Speaker
Description
Quantum Chromodynamics (QCD) is a rich area of Particle Physics with much still to be understood. Namely, analytical derivations from first principles of the emergent phenomena of hadronisation and associated colour confinement have yet to be found. This drives a search for inputs from the experimental exploration of QCD, such as the heavy ion collisions performed at RHIC and the LHC.
In these collisions, the enormous energy densities reached upon impact allow reaching exotic phases of quark-gluon matter whose study may contribute to advancing our knowledge of QCD. One such phase is the Quark-Gluon Plasma (QGP), where quarks and gluons (partons) exist unconfined but strongly-coupled to each other, and which is well described by relativistic hydrodynamics as a low-viscosity fluid. Some of the properties of the QGP have been inferred from studying its effect on rare high-momentum quarks and gluons which traverse it before generating showers of hadrons - jets - which are detected. The loss of energy these jets experience traversing the QGP when compared to their conterparts formed in vacuum is dubbed jet quenching.
This work aims to study the contribution from the pre-QGP medium, named Glasma, to the observed jet-quenching via use of the Colour Glass Condensate (CGC) formalism developed to describe the environment within the nucleons of atomic nuclei; this suggests it is adequate to describe the earliest stages of the medium formed in the collision. In this formalism, the saturation of low-momentum gluons in the nucleons allows them to be treated as classical colour fields which obey the Classical Yang-Mills equations.

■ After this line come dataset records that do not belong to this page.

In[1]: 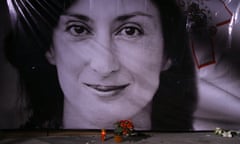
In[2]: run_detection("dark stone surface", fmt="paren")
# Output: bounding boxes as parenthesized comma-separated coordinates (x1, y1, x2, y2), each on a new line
(0, 131, 239, 144)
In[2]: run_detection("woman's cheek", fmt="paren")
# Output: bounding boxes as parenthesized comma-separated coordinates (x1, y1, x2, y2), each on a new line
(117, 40, 162, 71)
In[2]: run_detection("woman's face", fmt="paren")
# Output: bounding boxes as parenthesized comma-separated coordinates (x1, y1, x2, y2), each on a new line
(47, 0, 165, 128)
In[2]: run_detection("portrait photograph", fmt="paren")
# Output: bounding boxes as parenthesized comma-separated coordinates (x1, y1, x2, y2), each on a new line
(0, 0, 240, 131)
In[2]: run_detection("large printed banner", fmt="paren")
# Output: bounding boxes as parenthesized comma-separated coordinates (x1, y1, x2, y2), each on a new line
(0, 0, 239, 131)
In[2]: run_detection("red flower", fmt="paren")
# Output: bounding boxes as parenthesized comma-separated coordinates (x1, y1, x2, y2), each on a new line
(114, 120, 134, 136)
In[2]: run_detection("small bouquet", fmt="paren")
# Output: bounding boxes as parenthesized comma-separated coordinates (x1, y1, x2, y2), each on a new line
(214, 127, 240, 138)
(114, 120, 134, 136)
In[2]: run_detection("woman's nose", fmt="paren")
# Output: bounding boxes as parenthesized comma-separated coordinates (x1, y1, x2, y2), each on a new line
(89, 40, 120, 76)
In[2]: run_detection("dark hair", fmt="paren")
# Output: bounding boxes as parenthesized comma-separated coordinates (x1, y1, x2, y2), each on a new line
(150, 1, 197, 131)
(5, 0, 197, 130)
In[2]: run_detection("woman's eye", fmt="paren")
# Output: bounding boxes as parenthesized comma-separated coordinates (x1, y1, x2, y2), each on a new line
(66, 24, 91, 37)
(116, 26, 143, 37)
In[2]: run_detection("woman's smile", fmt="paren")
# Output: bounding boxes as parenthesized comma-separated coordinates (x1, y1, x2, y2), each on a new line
(83, 83, 130, 97)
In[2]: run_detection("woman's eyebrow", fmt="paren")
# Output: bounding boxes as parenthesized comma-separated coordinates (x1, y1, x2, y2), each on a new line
(62, 12, 92, 22)
(115, 11, 153, 22)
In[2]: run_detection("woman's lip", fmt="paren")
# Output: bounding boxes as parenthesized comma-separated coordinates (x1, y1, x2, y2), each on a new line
(83, 83, 129, 97)
(84, 83, 129, 92)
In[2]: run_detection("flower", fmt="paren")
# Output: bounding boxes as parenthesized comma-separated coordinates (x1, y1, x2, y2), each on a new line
(114, 120, 134, 136)
(214, 127, 240, 138)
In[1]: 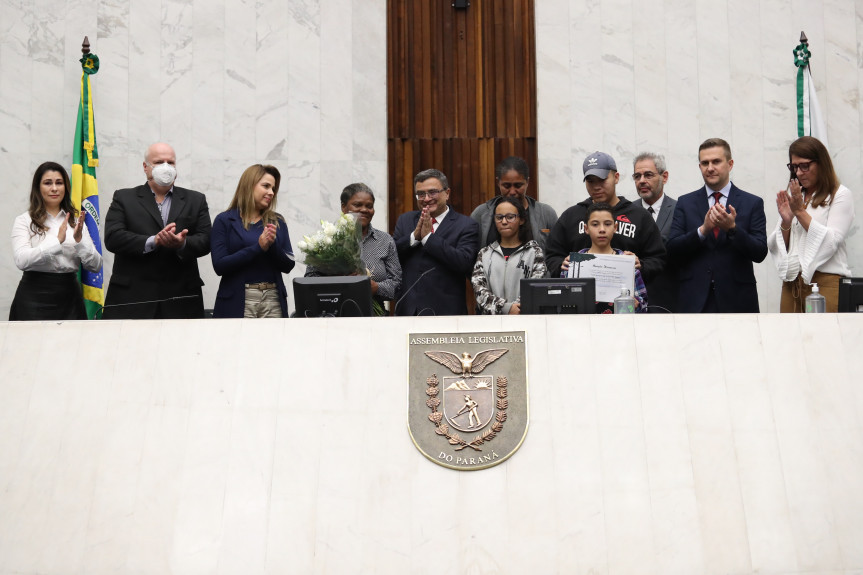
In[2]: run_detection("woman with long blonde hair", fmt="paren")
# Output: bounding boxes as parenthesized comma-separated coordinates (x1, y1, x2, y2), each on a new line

Throughout the months of this work, we are expected to perform: a literary review on Jet Quenching and the CGC; becoming acquainted with techniques to calculate quantities in the CGC relevant to jet quenching; reproducing the results of two papers calculating transport coefficients in the CGC for proper times 0 and larger than 0 post-collision; combining results to obtain a consistent description of transport coefficients between proper times 0 and 0.1 fm/c.